Пытаясь понять и объяснить феномены, носящие эмоциональный (и потому неизбежно субъективный) характер, мы невольно рационализируем то, что заведомо иррационально и реально именно поэтому. «Этнос — это свойство вида гомо сапиенс группироваться так, чтобы можно было противопоставить себя и «своих» (иногда близких, а часто довольно далеких) всему остальному миру… Этнические различия не мыслятся, а ощущаются по принципу: это «мы», а все прочие — иные…».[17]

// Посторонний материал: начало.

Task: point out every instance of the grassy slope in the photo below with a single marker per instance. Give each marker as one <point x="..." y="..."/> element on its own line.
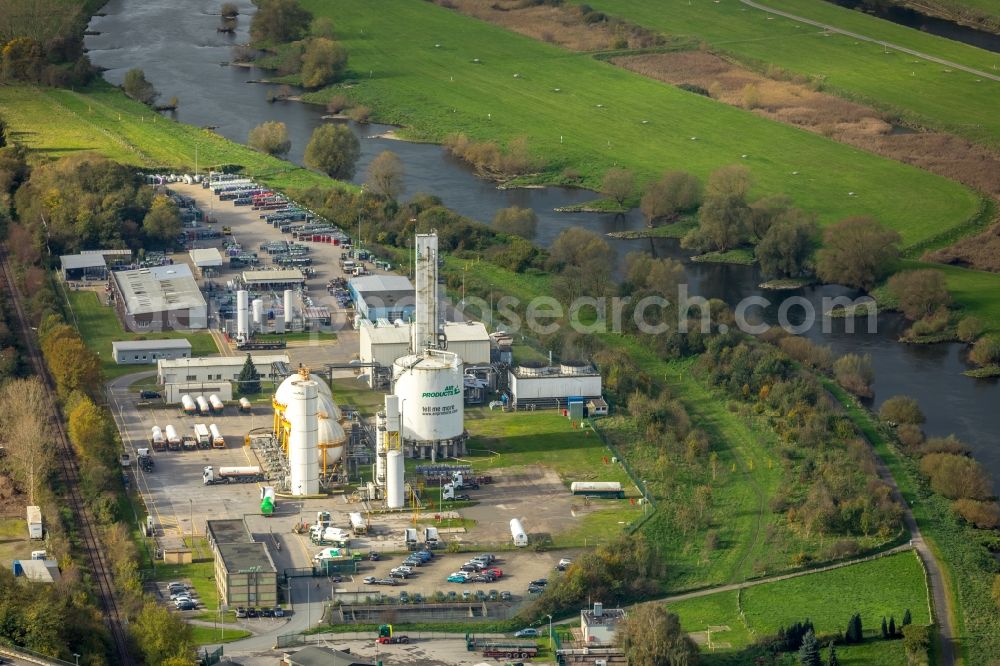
<point x="99" y="327"/>
<point x="922" y="91"/>
<point x="59" y="122"/>
<point x="434" y="91"/>
<point x="886" y="586"/>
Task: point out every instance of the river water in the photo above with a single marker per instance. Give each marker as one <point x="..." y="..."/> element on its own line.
<point x="175" y="42"/>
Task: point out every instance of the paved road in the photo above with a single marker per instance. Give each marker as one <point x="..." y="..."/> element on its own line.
<point x="889" y="45"/>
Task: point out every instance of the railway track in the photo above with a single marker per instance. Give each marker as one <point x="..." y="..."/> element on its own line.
<point x="100" y="569"/>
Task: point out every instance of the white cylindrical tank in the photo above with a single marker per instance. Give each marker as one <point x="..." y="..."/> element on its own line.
<point x="258" y="314"/>
<point x="289" y="307"/>
<point x="242" y="314"/>
<point x="395" y="496"/>
<point x="518" y="534"/>
<point x="431" y="384"/>
<point x="303" y="459"/>
<point x="332" y="437"/>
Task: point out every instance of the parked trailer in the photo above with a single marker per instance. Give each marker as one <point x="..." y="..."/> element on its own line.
<point x="611" y="489"/>
<point x="202" y="434"/>
<point x="157" y="440"/>
<point x="218" y="441"/>
<point x="231" y="475"/>
<point x="518" y="534"/>
<point x="173" y="439"/>
<point x="358" y="523"/>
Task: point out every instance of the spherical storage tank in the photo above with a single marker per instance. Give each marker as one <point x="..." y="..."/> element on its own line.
<point x="429" y="387"/>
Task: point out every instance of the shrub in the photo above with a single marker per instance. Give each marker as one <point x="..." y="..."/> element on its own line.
<point x="984" y="515"/>
<point x="901" y="409"/>
<point x="956" y="477"/>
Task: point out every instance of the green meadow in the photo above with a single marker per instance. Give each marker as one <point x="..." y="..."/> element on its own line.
<point x="920" y="90"/>
<point x="419" y="70"/>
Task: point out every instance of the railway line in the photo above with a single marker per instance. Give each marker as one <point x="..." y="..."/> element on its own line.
<point x="99" y="566"/>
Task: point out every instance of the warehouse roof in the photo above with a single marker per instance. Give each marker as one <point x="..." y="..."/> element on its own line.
<point x="245" y="557"/>
<point x="215" y="361"/>
<point x="271" y="277"/>
<point x="144" y="345"/>
<point x="208" y="257"/>
<point x="77" y="261"/>
<point x="159" y="289"/>
<point x="370" y="284"/>
<point x="466" y="331"/>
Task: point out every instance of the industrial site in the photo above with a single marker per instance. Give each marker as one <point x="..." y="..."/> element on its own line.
<point x="315" y="509"/>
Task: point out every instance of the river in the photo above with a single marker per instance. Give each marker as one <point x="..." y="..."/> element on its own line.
<point x="175" y="42"/>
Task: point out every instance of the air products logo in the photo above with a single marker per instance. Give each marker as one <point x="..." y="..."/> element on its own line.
<point x="448" y="391"/>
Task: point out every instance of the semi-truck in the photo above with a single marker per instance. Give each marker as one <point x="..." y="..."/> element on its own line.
<point x="358" y="524"/>
<point x="249" y="474"/>
<point x="218" y="441"/>
<point x="267" y="500"/>
<point x="173" y="439"/>
<point x="610" y="489"/>
<point x="157" y="440"/>
<point x="202" y="434"/>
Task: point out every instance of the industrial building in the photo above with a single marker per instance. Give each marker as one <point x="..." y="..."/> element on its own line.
<point x="138" y="352"/>
<point x="218" y="368"/>
<point x="547" y="387"/>
<point x="245" y="574"/>
<point x="598" y="624"/>
<point x="377" y="297"/>
<point x="159" y="299"/>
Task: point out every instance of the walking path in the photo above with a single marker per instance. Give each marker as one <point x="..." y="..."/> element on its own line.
<point x="888" y="45"/>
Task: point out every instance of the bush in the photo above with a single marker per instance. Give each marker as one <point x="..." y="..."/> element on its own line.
<point x="956" y="477"/>
<point x="901" y="409"/>
<point x="970" y="328"/>
<point x="984" y="515"/>
<point x="986" y="351"/>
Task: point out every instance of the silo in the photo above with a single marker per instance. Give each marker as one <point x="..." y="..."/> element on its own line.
<point x="395" y="496"/>
<point x="258" y="314"/>
<point x="303" y="460"/>
<point x="289" y="308"/>
<point x="242" y="314"/>
<point x="430" y="387"/>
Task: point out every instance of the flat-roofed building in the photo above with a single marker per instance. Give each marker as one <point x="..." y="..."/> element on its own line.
<point x="137" y="352"/>
<point x="161" y="298"/>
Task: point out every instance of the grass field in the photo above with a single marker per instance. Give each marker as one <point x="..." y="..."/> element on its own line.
<point x="99" y="327"/>
<point x="59" y="122"/>
<point x="919" y="89"/>
<point x="594" y="121"/>
<point x="885" y="586"/>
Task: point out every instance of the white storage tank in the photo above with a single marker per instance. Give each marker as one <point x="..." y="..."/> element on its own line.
<point x="518" y="534"/>
<point x="303" y="458"/>
<point x="242" y="314"/>
<point x="431" y="384"/>
<point x="395" y="494"/>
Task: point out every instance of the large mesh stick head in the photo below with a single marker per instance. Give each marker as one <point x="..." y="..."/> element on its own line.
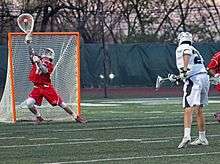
<point x="26" y="22"/>
<point x="158" y="82"/>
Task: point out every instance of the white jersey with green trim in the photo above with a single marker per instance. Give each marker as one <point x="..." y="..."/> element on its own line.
<point x="196" y="62"/>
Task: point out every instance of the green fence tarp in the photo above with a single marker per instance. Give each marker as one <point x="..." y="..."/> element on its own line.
<point x="132" y="64"/>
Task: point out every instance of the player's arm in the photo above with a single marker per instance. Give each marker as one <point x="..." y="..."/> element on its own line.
<point x="212" y="66"/>
<point x="43" y="67"/>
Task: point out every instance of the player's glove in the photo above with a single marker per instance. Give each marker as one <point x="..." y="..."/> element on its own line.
<point x="183" y="74"/>
<point x="217" y="75"/>
<point x="28" y="39"/>
<point x="172" y="77"/>
<point x="36" y="59"/>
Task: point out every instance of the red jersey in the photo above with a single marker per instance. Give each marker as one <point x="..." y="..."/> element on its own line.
<point x="214" y="64"/>
<point x="36" y="75"/>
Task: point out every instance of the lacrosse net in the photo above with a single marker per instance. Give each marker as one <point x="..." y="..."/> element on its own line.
<point x="65" y="78"/>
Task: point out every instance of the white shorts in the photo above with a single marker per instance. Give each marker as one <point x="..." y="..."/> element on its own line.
<point x="196" y="90"/>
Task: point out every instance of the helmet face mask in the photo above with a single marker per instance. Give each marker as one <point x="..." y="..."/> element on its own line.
<point x="48" y="53"/>
<point x="184" y="37"/>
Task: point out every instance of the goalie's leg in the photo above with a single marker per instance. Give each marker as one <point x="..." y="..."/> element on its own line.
<point x="54" y="99"/>
<point x="30" y="104"/>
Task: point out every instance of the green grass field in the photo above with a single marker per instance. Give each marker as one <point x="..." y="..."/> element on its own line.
<point x="118" y="131"/>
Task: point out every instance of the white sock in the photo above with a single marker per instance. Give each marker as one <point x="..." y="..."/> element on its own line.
<point x="38" y="113"/>
<point x="202" y="134"/>
<point x="187" y="132"/>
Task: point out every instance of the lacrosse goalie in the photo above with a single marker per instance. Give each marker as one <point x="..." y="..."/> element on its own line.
<point x="196" y="86"/>
<point x="42" y="67"/>
<point x="214" y="71"/>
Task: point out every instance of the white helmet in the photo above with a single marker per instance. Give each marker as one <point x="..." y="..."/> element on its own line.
<point x="49" y="53"/>
<point x="185" y="37"/>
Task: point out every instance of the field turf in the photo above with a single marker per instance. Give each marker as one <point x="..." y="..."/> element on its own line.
<point x="126" y="131"/>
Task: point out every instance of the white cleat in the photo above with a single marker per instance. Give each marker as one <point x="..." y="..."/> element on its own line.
<point x="185" y="141"/>
<point x="198" y="141"/>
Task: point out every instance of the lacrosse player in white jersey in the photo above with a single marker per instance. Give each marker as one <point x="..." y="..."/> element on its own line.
<point x="196" y="86"/>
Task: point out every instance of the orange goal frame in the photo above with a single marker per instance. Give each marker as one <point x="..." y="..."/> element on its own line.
<point x="11" y="67"/>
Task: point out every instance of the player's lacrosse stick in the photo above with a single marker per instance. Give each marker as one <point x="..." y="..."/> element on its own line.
<point x="61" y="56"/>
<point x="159" y="81"/>
<point x="26" y="23"/>
<point x="81" y="119"/>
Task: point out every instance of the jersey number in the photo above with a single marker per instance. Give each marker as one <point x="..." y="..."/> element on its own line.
<point x="197" y="59"/>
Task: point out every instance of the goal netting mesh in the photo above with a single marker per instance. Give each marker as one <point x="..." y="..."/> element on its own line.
<point x="65" y="77"/>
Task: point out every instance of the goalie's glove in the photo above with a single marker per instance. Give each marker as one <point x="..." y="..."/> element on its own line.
<point x="28" y="39"/>
<point x="36" y="59"/>
<point x="183" y="74"/>
<point x="172" y="78"/>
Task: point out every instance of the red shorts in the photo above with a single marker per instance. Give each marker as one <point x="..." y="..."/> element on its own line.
<point x="45" y="91"/>
<point x="217" y="87"/>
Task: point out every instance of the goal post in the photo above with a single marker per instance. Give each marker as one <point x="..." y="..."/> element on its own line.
<point x="65" y="78"/>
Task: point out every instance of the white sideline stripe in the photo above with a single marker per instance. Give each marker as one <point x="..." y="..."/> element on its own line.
<point x="75" y="143"/>
<point x="127" y="127"/>
<point x="46" y="138"/>
<point x="80" y="139"/>
<point x="157" y="141"/>
<point x="155" y="112"/>
<point x="8" y="138"/>
<point x="141" y="140"/>
<point x="98" y="104"/>
<point x="140" y="157"/>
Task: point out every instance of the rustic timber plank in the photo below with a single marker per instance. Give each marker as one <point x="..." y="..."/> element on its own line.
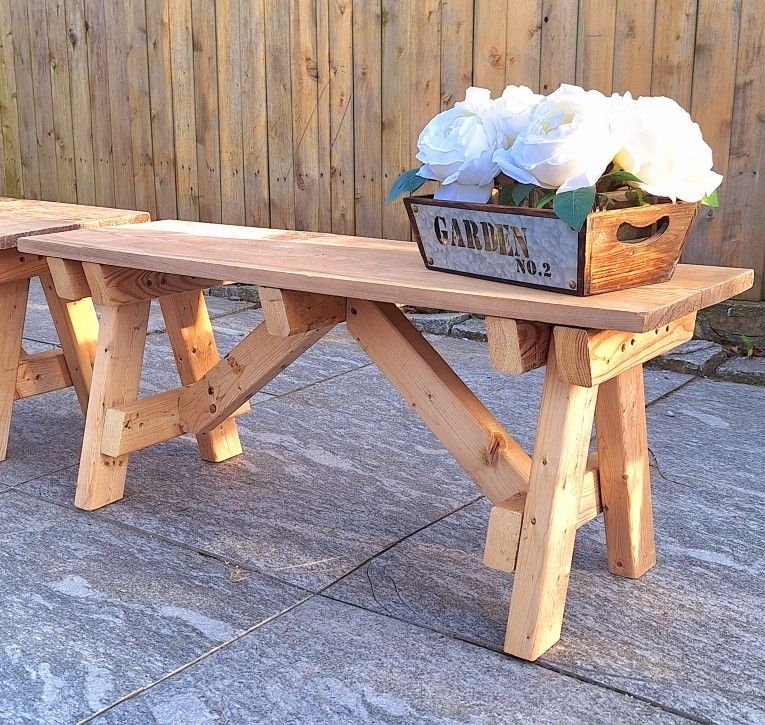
<point x="478" y="442"/>
<point x="289" y="313"/>
<point x="590" y="357"/>
<point x="381" y="271"/>
<point x="77" y="328"/>
<point x="191" y="337"/>
<point x="503" y="534"/>
<point x="119" y="286"/>
<point x="20" y="217"/>
<point x="69" y="279"/>
<point x="550" y="515"/>
<point x="13" y="306"/>
<point x="515" y="347"/>
<point x="41" y="373"/>
<point x="116" y="376"/>
<point x="625" y="477"/>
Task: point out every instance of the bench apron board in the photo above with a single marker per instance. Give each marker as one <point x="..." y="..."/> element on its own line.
<point x="593" y="349"/>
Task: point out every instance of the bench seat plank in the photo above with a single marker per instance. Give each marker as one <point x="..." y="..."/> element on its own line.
<point x="380" y="271"/>
<point x="30" y="216"/>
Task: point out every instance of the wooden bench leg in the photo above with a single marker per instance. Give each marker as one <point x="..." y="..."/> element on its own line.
<point x="550" y="515"/>
<point x="191" y="336"/>
<point x="116" y="378"/>
<point x="625" y="479"/>
<point x="77" y="327"/>
<point x="13" y="307"/>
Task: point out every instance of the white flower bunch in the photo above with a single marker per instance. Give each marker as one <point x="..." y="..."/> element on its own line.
<point x="572" y="144"/>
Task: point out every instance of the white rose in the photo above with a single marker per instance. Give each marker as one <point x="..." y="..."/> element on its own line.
<point x="457" y="146"/>
<point x="512" y="109"/>
<point x="569" y="141"/>
<point x="664" y="148"/>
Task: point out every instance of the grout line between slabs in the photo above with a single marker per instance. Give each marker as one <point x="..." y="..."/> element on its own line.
<point x="191" y="663"/>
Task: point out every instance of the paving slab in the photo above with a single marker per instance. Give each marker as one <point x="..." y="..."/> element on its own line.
<point x="695" y="357"/>
<point x="99" y="611"/>
<point x="328" y="662"/>
<point x="316" y="493"/>
<point x="688" y="634"/>
<point x="472" y="329"/>
<point x="743" y="370"/>
<point x="46" y="436"/>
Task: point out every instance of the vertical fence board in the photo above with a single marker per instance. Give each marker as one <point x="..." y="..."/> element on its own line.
<point x="119" y="103"/>
<point x="341" y="117"/>
<point x="674" y="36"/>
<point x="182" y="73"/>
<point x="58" y="62"/>
<point x="712" y="108"/>
<point x="743" y="209"/>
<point x="101" y="120"/>
<point x="140" y="106"/>
<point x="161" y="102"/>
<point x="396" y="101"/>
<point x="206" y="109"/>
<point x="304" y="68"/>
<point x="367" y="74"/>
<point x="559" y="41"/>
<point x="633" y="47"/>
<point x="595" y="44"/>
<point x="323" y="116"/>
<point x="230" y="102"/>
<point x="42" y="96"/>
<point x="279" y="92"/>
<point x="13" y="184"/>
<point x="79" y="83"/>
<point x="490" y="46"/>
<point x="524" y="38"/>
<point x="254" y="113"/>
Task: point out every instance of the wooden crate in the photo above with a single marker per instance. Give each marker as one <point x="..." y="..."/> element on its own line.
<point x="614" y="250"/>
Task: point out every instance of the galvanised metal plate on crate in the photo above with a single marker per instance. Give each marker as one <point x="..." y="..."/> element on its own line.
<point x="532" y="247"/>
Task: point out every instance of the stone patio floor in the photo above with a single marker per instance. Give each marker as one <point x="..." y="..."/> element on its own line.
<point x="333" y="572"/>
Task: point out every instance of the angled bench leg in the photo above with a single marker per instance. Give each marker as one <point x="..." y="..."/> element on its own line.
<point x="77" y="328"/>
<point x="550" y="515"/>
<point x="191" y="337"/>
<point x="13" y="306"/>
<point x="625" y="479"/>
<point x="116" y="377"/>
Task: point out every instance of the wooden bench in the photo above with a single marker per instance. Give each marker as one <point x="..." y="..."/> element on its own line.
<point x="23" y="375"/>
<point x="593" y="348"/>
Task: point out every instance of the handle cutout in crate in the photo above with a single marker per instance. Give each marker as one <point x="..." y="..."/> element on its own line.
<point x="630" y="234"/>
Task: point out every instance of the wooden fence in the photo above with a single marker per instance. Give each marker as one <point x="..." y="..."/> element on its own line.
<point x="300" y="113"/>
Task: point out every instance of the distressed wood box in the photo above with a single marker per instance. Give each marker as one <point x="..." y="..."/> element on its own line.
<point x="614" y="250"/>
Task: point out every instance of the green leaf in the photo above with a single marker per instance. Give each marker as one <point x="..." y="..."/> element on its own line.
<point x="521" y="192"/>
<point x="710" y="199"/>
<point x="405" y="184"/>
<point x="621" y="175"/>
<point x="505" y="197"/>
<point x="574" y="206"/>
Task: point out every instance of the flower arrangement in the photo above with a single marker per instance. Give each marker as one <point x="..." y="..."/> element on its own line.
<point x="572" y="151"/>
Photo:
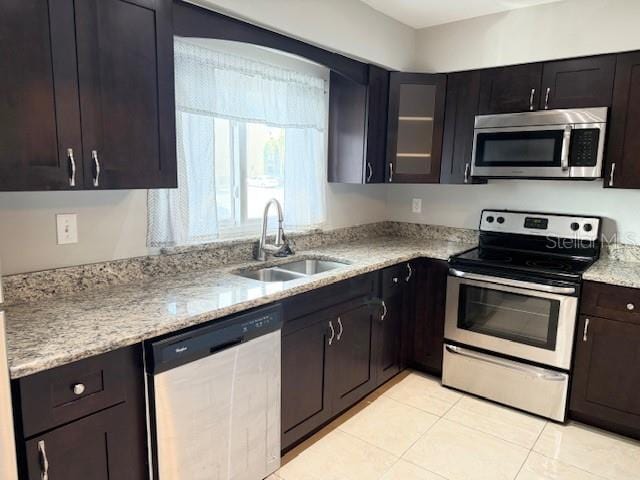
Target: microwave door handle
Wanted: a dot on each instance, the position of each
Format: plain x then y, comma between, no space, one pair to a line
508,282
564,156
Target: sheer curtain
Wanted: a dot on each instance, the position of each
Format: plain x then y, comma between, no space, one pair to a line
216,85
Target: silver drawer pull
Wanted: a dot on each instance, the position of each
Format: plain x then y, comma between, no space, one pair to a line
96,162
72,167
546,99
79,388
333,333
531,97
585,333
44,462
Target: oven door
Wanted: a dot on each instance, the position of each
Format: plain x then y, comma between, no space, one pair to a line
521,319
531,151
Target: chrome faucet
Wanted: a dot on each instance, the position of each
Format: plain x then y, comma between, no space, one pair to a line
282,245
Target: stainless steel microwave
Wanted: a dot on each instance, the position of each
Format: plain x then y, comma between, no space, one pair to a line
560,144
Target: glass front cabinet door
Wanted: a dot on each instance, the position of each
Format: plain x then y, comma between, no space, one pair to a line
415,124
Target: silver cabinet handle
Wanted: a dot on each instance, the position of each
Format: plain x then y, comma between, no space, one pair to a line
96,162
79,388
585,333
333,332
613,171
564,155
72,167
531,97
546,99
44,462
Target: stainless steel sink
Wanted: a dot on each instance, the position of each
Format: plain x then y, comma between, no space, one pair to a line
291,271
311,266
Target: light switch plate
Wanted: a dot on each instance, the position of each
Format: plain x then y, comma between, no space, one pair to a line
67,228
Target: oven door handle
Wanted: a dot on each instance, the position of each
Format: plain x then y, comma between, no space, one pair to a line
526,369
513,283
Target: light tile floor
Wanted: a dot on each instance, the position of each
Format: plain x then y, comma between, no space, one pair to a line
415,429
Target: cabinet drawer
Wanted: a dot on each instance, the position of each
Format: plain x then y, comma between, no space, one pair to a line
48,399
326,297
609,301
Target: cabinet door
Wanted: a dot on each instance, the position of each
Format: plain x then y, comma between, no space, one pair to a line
623,150
388,324
428,320
510,89
104,446
606,374
579,83
351,373
125,67
463,95
305,400
347,130
39,110
414,127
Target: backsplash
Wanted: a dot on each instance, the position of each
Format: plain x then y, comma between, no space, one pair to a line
63,281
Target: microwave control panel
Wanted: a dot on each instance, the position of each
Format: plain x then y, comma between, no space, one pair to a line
584,147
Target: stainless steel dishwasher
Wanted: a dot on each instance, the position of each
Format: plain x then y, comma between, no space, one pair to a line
214,395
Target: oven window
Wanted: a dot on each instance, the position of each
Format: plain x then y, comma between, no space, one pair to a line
520,318
519,149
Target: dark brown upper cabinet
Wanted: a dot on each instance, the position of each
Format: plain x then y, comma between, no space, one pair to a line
510,89
357,128
89,101
39,110
578,83
463,95
414,127
622,165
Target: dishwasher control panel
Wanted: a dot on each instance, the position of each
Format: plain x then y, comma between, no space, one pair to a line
202,341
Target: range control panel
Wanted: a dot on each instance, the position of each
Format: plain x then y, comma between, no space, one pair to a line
541,224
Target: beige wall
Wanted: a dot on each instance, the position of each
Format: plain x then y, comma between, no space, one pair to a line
345,26
557,30
112,225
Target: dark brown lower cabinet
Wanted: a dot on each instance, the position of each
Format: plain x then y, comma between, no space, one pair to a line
85,420
606,375
427,324
103,446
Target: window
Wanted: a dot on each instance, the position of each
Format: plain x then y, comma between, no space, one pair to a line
247,131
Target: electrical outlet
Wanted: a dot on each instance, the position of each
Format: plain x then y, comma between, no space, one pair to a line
67,228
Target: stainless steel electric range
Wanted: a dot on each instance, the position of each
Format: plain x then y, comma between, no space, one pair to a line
512,306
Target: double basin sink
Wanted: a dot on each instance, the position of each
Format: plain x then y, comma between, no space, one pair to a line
293,270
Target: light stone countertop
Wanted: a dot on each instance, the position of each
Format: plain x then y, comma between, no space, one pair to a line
51,332
614,272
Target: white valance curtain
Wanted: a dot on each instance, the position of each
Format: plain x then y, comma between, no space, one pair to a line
212,84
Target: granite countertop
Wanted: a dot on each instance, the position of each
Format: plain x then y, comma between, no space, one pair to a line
614,272
51,332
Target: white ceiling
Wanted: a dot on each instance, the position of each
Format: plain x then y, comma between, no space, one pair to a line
426,13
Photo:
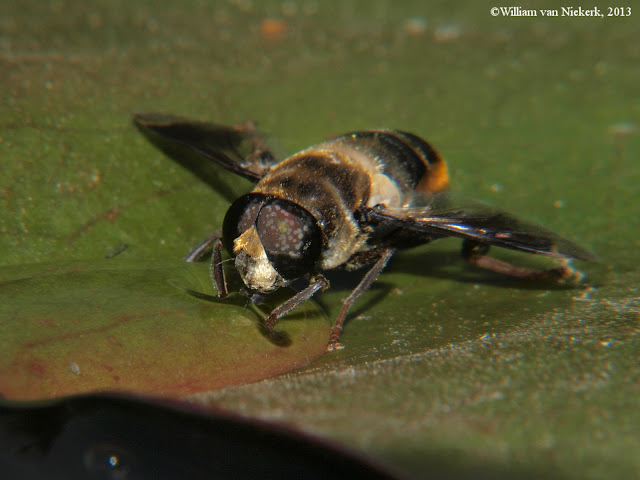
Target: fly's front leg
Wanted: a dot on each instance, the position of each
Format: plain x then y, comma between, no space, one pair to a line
202,249
217,273
318,283
475,253
367,280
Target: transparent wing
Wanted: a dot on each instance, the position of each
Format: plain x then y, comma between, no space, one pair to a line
444,215
237,148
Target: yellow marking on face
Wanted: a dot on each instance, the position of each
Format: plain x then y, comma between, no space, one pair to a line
250,242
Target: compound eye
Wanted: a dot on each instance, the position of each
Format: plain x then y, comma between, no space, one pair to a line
290,237
242,214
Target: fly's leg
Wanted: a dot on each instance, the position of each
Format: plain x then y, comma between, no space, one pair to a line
217,274
318,283
475,253
202,249
367,280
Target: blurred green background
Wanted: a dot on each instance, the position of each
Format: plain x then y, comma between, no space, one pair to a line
447,371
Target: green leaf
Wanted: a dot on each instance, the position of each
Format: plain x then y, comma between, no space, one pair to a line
158,329
446,372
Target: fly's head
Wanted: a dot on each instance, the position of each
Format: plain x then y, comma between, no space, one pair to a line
274,241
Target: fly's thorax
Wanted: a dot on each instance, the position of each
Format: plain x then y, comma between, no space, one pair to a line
274,240
330,186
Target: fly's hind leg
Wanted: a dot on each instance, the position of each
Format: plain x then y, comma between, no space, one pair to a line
476,254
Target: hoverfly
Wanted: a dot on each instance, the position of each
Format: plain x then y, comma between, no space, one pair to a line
349,202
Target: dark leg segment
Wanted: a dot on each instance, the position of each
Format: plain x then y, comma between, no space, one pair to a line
202,249
217,273
367,280
317,283
475,253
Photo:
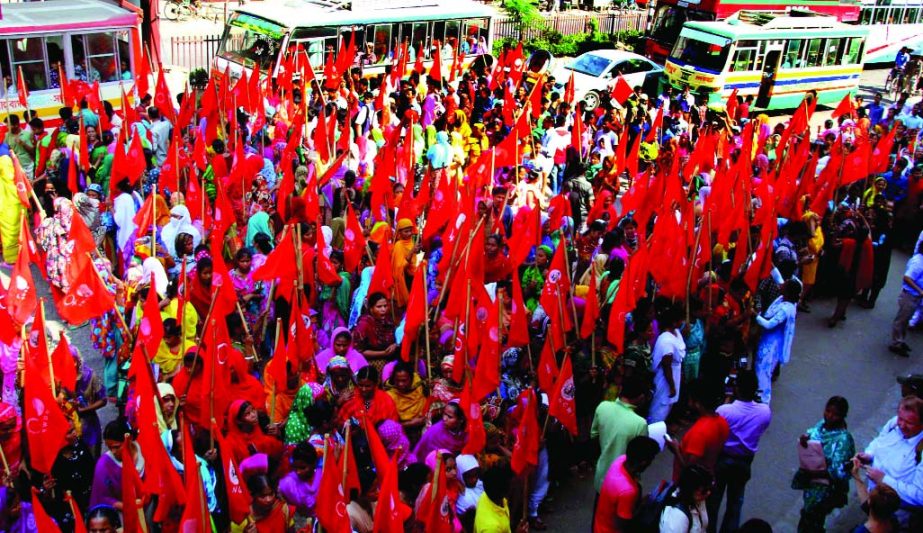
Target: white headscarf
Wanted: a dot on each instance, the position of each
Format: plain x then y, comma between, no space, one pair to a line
183,224
150,266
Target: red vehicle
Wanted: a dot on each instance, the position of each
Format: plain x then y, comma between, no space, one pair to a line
671,14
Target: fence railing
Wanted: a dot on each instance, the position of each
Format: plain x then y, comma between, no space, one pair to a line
192,52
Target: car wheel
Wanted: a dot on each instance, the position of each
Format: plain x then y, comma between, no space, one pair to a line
592,100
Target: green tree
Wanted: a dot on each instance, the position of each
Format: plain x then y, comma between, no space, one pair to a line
525,13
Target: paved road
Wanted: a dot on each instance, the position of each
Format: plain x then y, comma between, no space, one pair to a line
851,361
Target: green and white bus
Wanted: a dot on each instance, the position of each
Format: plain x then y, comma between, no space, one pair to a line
258,33
775,57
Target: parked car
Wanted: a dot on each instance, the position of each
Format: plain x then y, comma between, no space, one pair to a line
596,71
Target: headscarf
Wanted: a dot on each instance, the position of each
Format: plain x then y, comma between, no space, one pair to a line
258,223
153,266
183,224
165,389
353,357
297,428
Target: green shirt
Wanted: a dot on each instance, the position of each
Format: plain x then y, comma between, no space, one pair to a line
615,424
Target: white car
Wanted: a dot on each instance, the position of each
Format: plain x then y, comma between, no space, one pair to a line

Можно было бы подумать, что Лев Гумилев внимательно следил за возникновением сионистских кружков и формированием нового еврейского этноса в России. Одинокие пассионарии, рассеянные репрессиями по всей стране, после Хрущевских реабилитаций снова стали собираться в кружки. Как проницательно отмечал Гумилев, зародыши нового этноса (консорции) подбираются не по сходству взглядов или склонностей (и даже не по этническому родству), а скорее по принципу дополнительности: сионистская одержимость одних дополнялась антисоветской идиосинкразией других и профессиональной неудовлетворенностью третьих. Замкнутые кружки, десятилетиями существовавшие вокруг пассионарных, харизматических фигур (В. Свечинский, М. Гельфанд, Е. Спиваковский) вдруг получили новую жизнь и множество последователей среди технической молодежи и студентов. За считанные месяцы сионисты превратились из периферийной группы диссидентов в широкое и престижное оппозиционное движение. Объявив открытую войну евреям, советское руководство вывело их из подполья и, в сущности, не оставило иного выхода.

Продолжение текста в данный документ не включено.